Blues concert celebrates 'Son' House, helps homeless
June 3, 2009
The Daily News Online

ROCHESTER - Locally and nationally recognized musicians will pay tribute to bluesman Eddie "Son" House at a benefit concert for the homeless on Sunday at Water Street Music Hall, 204 North Water St.

"Son" House lived in Rochester for three decades.

“Son House stands in the first rank of Mississippi Delta Blues--he was a peer of Charley Patton and Willie Brown, and a teacher of Robert Johnson and Muddy Waters,” says Dan Beaumont, a University of Rochester professor and author of Preachin’ the Blues: The Life and Music of Son House (Oxford University Press), a forthcoming biography about the seminal bluesman.

“After Son House revived his career in 1964, he became the most important living link with that form of the blues, which had by then begun to change the shape of popular music,” says Beaumont, who teaches a course called simply “The Blues.”

To honor that influence, noted blues musicians such as John Hammond, Joe Beard, Chris Beard, Steve Grills, Fred Vine, Gordon Munding, and Curtis Waterman will play at “Hot Blues for the Homeless: A Tribute to Son House” at Water Street Music Hall, 204 N. Water St. from 4 to 9 p.m. (http://sonhouse.sundayblues.org).

Proceeds from the concert will be donated to Catholic Family Center’s Francis Center to directly benefit men in crisis through the construction of a permanent housing facility for homeless men, which will include a life and vocational facility to be called the Son HouseResource Center.
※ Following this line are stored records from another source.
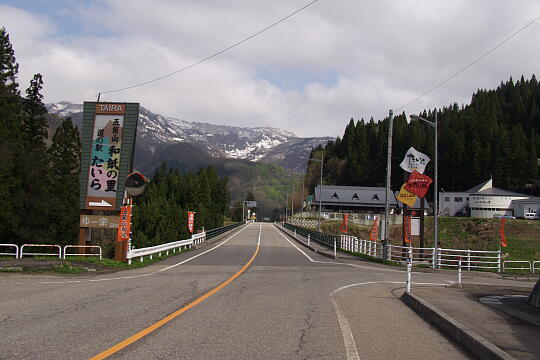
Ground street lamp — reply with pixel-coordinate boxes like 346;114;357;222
299;153;324;232
409;111;438;268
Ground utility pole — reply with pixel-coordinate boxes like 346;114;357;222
383;109;394;260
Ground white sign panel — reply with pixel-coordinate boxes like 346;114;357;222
400;147;431;174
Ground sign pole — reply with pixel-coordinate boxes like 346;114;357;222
383;109;394;261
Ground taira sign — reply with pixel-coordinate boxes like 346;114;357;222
399;147;430;174
79;102;140;211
Last year’s benefit concert raised $10,000 for the construction of the center.

“We have been seeing an increase in homeless men this year due to lack of affordable housing, job layoffs, downsizing, complicated by an increase in depression and substance abuse due to the downturn in the economy,” says Sue Barnes, funds development coordinator for homeless and housing with Catholic Family Center of Rochester (www.cfcrochester.org).

Born in Riverton, Miss., House was determined to become a Baptist preacher. He took up the calling at age 15, but soon became attracted to the blues, regarded by the church as “the devil's music.” Inspired by legend Willie Wilson, he taught himself guitar, playing beside bluesmen like Charley Patton and Willie Brown. "He found himself forced to make a choice between preaching and playing," says Beaumont, a professor in the religion and classics department, who will be reading from his upcoming book at the Water Street Music Hallon June 7 at noon.
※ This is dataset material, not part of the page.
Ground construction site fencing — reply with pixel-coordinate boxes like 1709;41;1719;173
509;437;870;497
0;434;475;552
In 1927, House allegedly killed a man at a “frolic” or house party. House claimed self-defense, but was sentenced to Parchman Farm Prison in 1928. After his release, he recorded groundbreaking work for Paramount Records in 1930, and later for musicologist Alan Lomax from the Library of Congress in 1941 and 1942.
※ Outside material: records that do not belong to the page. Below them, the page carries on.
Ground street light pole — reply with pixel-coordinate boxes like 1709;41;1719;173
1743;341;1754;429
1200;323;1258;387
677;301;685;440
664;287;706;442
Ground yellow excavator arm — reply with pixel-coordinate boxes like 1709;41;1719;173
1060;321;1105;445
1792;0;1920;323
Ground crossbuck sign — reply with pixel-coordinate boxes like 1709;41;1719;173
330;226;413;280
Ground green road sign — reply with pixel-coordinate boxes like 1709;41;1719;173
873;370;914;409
House left Mississippi in 1943 and moved to Rochester. He also left music. After 21 years in obscurity, he was “rediscovered” in June 1964 by three young, white fans, who tracked him down at his Rochester home on 61 Grieg St.

The saga of the artist speaks to the African-American experience, such as migration from south to north, as well as issues of American modernity, according to Jeffrey Tucker, associate professor of English and director of the Frederick Douglass Institute for African and African-American Studies at the University of Rochester (http://www.rochester.edu/College/AAS/).

“The enthusiasm for further knowledge about House and for the blues in general here at the University and throughout the greater Rochester Community is quite evident, and the event promises to grow in scope and in notoriety,” says Tucker.